If that pattern persists there may be little relief in sight for first home buyers struggling to afford a home of their own, because although housing prices are expected to soften over the next year or so, mortgage rates are expected to keep rising, which means any benefit of lower prices may be eaten up by rising mortgage interest rates and higher mortgage payments.

Essentially, house prices would have to start falling at a much greater rate than interest rates are rising for first home buyers to receive any substantial benefit.

The situation for first home buyers at the end of last year was compounded by the fact that although the national lower quartile price declined in December compared November, it actually increased in eight of the 12 REINZ sales regions, setting record highs in seven regions (Northland, Waikato, Bay of Plenty, Wellington, Canterbury, Otago and Southland), while the lower quartile price in Auckland was unchanged from November’s record high.

Only three regions recorded declines in their lower quartile price in December – Hawke’s Bay, Taranaki and Nelson/Marlborough.

The situation of first home buyers was starting to look quite grim for first home buyers on average incomes in most parts of the country at the end of last year, as the unaffordability issues that have plagued Auckland for many years spread to many other parts of the country.

Interest.co.nz’s Home Loan Affordability Report calculates how much money would be needed for a 10% or 20% deposit on a home purchased at the lower quartile selling price in all of Aotearoa’s main urban areas, and then calculates the amount of the resulting mortgage payments.

That is then compared with the median after-tax pay for couples aged 25-29 in each region, assuming both work full time.

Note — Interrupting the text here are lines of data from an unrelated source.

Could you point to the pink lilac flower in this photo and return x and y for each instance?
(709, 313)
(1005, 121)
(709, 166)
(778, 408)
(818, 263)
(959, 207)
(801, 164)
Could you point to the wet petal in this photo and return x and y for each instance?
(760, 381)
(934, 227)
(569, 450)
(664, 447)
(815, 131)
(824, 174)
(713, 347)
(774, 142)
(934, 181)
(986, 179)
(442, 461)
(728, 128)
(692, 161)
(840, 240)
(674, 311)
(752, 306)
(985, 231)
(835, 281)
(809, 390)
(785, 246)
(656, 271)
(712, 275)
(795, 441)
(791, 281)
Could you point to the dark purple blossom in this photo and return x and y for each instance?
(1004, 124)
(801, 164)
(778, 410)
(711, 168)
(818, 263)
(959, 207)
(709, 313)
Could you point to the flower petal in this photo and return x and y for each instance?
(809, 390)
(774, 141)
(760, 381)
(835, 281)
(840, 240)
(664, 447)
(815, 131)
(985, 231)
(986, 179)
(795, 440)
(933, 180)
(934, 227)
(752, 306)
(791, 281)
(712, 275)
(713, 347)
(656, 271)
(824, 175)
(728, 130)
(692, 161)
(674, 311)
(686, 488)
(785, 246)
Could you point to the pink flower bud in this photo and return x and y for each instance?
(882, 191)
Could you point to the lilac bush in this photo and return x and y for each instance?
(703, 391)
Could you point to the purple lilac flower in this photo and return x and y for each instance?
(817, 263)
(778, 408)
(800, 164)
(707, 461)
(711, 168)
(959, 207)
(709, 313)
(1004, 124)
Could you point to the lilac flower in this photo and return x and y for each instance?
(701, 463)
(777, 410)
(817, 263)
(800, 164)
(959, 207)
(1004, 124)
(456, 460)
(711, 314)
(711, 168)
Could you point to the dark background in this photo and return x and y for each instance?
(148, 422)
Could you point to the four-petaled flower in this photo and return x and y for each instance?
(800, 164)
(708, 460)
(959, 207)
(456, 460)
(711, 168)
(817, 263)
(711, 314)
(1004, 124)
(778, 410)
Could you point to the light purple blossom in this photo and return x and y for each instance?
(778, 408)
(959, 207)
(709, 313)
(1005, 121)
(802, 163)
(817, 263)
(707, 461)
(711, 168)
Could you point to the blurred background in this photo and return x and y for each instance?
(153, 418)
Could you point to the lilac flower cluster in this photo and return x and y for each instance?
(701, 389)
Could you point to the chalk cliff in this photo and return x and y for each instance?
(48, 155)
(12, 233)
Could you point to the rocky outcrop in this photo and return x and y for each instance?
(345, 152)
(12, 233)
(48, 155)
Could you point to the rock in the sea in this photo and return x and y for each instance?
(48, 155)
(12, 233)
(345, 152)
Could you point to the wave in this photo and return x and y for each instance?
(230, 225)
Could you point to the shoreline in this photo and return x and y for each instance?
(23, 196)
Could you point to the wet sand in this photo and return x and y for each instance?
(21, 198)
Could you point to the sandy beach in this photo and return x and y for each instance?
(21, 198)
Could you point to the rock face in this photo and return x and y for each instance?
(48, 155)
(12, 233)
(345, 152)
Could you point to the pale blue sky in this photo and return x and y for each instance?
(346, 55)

Housing is considered unaffordable when the mortgage payments eat up more than 40% of take home pay (the tables below show the results of those calculations based on 10% and 20% deposits).

This shows that the mortgage payments on lower quartile-priced homes would now be considered unaffordable in the majority of regions around the country for young couples on average rates of pay if they only had a 10% deposit.

The only regions where mortgage payments would considered affordable for couples on average wages with a 10% deposit are Manawatu/Whanganui, Taranaki, Canterbury, Otago and Southland.

All other parts of the country are considered unaffordable for people on average wages.

However, if first home buyers can scrape together a 20% deposit, that reduces the mortgage payments as a percentage of after-tax pay sufficiently for all regions except Auckland to be considered affordable.

But getting together a 20% deposit wouldn’t be easy either.

The amount need for a 20% deposit on a lower quartile-priced home would range from $75,300 in Southland to $193,200 in Auckland.

That all but rules out home ownership for young people on average wages in Auckland and it wouldn’t be easy in the rest of the country either, with Southland and Taranaki being the only regions where the amount needed for a 20% deposit on a lower-quartile-priced home is less than $100,000 (refer to the tables below for the full regional figures).

Unfortunately home ownership is increasingly becoming the preserve of the highly paid or those who have access to capital from other sources such as obliging parents or winning Lotto.

But for most young people on average wages, saving for a home of their own is increasingly looking like the impossible dream.